Berlin. Ist der Anti-Terror-Einsatz Castrop-Rauxel ein Erfolg für die Behörden? Einerseits ja. Aber es stellen sich auch unangenehme Fragen.

Der Anti-Terror-Einsatz in Castrop-Rauxel wirkt wie ein Weckruf. Dass es eine diffuse, nicht unerhebliche Gefährdungslage gibt, die vom islamistischen Terrorismus ausgeht, ist nicht neu. Aber ohne solche Ereignisse gerät das in den Hintergrund der Debatten, und man hat den Eindruck, die Politik habe es nicht so richtig auf dem Schirm. Denn die deutsche Terrorbekämpfung ist im Hinblick auf ihre organisatorische, materielle und personelle Aufstellung in einem besorgniserregenden Zustand.

Natürlich kann man einen Einsatz wie in Castrop-Rauxel zunächst auch als Erfolg verbuchen. Immerhin ist hier durch die Behörden womöglich verhindert worden, dass die Bevölkerung mit biologischen und chemischen Waffen angegriffen wird, die lokal unter ungünstigen Umständen eine tödliche Wirkung haben. Andererseits lässt aufhorchen, dass es wieder einmal ein "befreundeter Geheimdienst" gewesen sein soll, der den entscheidenden Hinweis gab.

Anti-Terror-Einsatz: US-Dienste durchkämmen Datenverkehr

Als vor vier Jahren in Köln ein Tunesier und seine deutsche Frau, die Chemikalien hergestellt und Testexplosionen ausgelöst hatten, festgenommen und später verurteilt werden konnten, war es auch der heiße Tipp eines ausländischen Dienstes, dem die Online-Käufe großer Mengen Rizinussamen verdächtig vorkamen. Unbestätigten Berichten zufolge handelte es sich damals um die CIA.

Alexander Marinos ist stellvertretender Chefredakteur der WAZ.
Alexander Marinos ist stellvertretender Chefredakteur der WAZ. © FUNKE Foto Services | Kerstin Kokoska

Nun ist es ja erfreulich, wenn "befreundete Dienste" unseren Behörden auf die Sprünge helfen. Nur muss die Frage erlaubt sein, ob das immer nur Zufall ist oder ob hier ein strukturell bedingtes Muster vorliegt.

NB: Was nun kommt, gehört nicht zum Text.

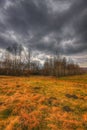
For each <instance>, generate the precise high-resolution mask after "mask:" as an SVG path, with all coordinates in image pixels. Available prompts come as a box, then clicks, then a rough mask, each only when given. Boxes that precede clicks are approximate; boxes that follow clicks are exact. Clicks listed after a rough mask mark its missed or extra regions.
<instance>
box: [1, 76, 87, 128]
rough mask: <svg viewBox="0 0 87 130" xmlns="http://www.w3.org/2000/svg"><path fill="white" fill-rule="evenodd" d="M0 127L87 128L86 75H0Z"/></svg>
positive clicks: (31, 127) (86, 92) (33, 127)
mask: <svg viewBox="0 0 87 130" xmlns="http://www.w3.org/2000/svg"><path fill="white" fill-rule="evenodd" d="M0 130H87V75H82V76H73V77H65V78H59V79H56V78H53V77H38V76H37V77H35V76H34V77H29V78H26V77H5V76H1V77H0Z"/></svg>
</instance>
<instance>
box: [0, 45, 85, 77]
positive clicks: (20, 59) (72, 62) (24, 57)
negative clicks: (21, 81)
mask: <svg viewBox="0 0 87 130" xmlns="http://www.w3.org/2000/svg"><path fill="white" fill-rule="evenodd" d="M1 53H2V54H1V61H0V74H1V75H15V76H22V75H24V76H29V75H46V76H56V77H61V76H68V75H78V74H82V73H83V70H82V69H81V68H80V66H79V65H78V64H76V63H74V61H73V60H72V59H69V60H67V58H66V57H63V56H61V55H59V54H56V55H54V56H50V57H49V58H46V59H45V61H44V63H43V65H42V64H41V63H40V62H39V61H35V60H32V56H31V55H32V51H31V49H26V48H25V47H23V46H22V44H13V45H11V46H9V47H7V48H6V49H5V50H4V51H3V52H1Z"/></svg>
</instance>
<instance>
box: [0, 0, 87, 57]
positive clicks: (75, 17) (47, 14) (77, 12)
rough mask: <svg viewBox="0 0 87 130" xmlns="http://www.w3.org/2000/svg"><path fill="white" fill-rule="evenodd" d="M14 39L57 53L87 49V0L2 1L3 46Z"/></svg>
mask: <svg viewBox="0 0 87 130" xmlns="http://www.w3.org/2000/svg"><path fill="white" fill-rule="evenodd" d="M7 32H13V33H12V34H11V33H10V35H11V36H12V37H13V38H12V37H8V35H7ZM2 33H3V35H2ZM2 36H3V37H2ZM14 37H15V39H14ZM18 37H20V38H21V40H19V39H18ZM14 42H18V43H24V45H25V46H30V47H31V48H32V49H33V50H37V51H43V52H44V51H45V52H46V53H47V52H50V53H53V54H54V53H55V52H56V51H58V52H60V53H61V54H67V55H72V54H78V53H82V52H86V51H87V0H78V1H76V0H44V1H42V0H14V1H12V0H0V47H6V46H8V45H11V44H12V43H14Z"/></svg>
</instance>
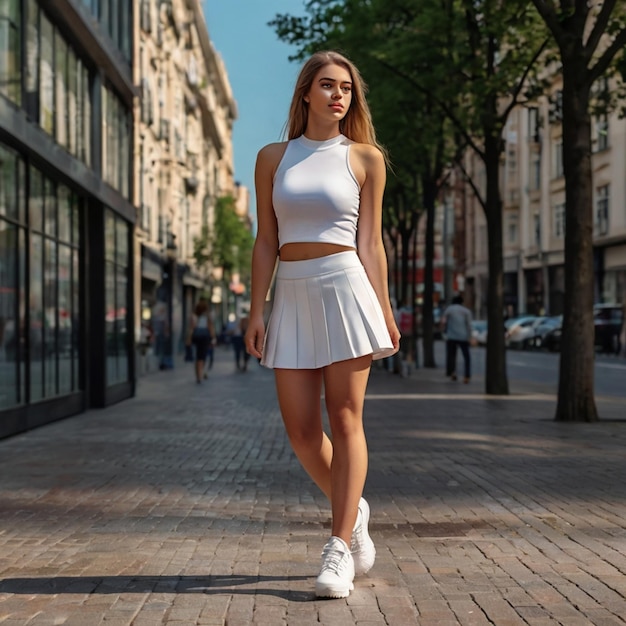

Bekanntlich durchkämmen US-Dienste mit einiger Energie permanent den Datenverkehr in Deutschland. Während wir einerseits darüber die Nase rümpfen, profitieren wir andererseits immer wieder davon – wenn nicht gerade das Handy des Bundeskanzlers abgehört wird. Weitere Beispiele sind die sogenannte Sauerland-Gruppe, die 2007 möglichst viele US-Soldaten in der Nähe der Ramstein Air Base bei Kaiserslautern töten wollte, sowie die Al-Kaida-Zelle in Düsseldorf, die 2011 ausgehoben wurde.

Deutsche Behörden sind blind

So etwas wie eine "digitale Rasterfahndung" ist den deutschen Behörden im Inland untersagt. Dabei zeigt der Fall in Castrop-Rauxel einmal mehr, dass unsere hohen Standards beim Datenschutz im Ergebnis lebensgefährlich sein können. Schließlich sprechen wir über nach außen hin sonst unauffällige Einzeltäter, nicht über große Gruppen, die leichter auffallen.

Seien wir doch ehrlich: Uns fallen regelmäßig tonnenweise Steine vom Herzen, wenn die von uns so harsch kritisierte weltweite Abhörpraxis der USA Terroranschläge hierzulande verhindert. In gewisser Weise aber – Achtung, jetzt wird es zynisch! – passt eine solche Denkweise aber natürlich zum amtierenden Doppelmoral-Weltmeister Deutschland.

Finger nicht schmutzig machen?

Sicherheit lässt sich nicht exportieren. Dafür müssen wir schon selbst sorgen, auch wenn das bedeutet, dass sich deutsche Behörden immer wieder einmal die Finger schmutzig machen. Damit sie das künftig dürfen, sollte die Ampelkoalition jetzt überlegen, was grundgesetzkonform machbar ist und was nicht.

Dem Bundesinnenministerium zufolge haben wir es in Deutschland mit mehr als 100 "Gefährdern" zu tun. Das sind Islamisten, denen ein Anschlag zuzutrauen ist. Auch wenn die persönliche Gefahr für jeden einzelnen Bürger, Opfer eines solchen Anschlags zu werden, immer noch sehr gering ist und auch bleibt, so entfaltet Terror im Zweifel eine verheerende Wirkung auf die Zivilgesellschaft. Auf dem Spiel steht das Grundvertrauen in die Handlungsfähigkeit des Staates.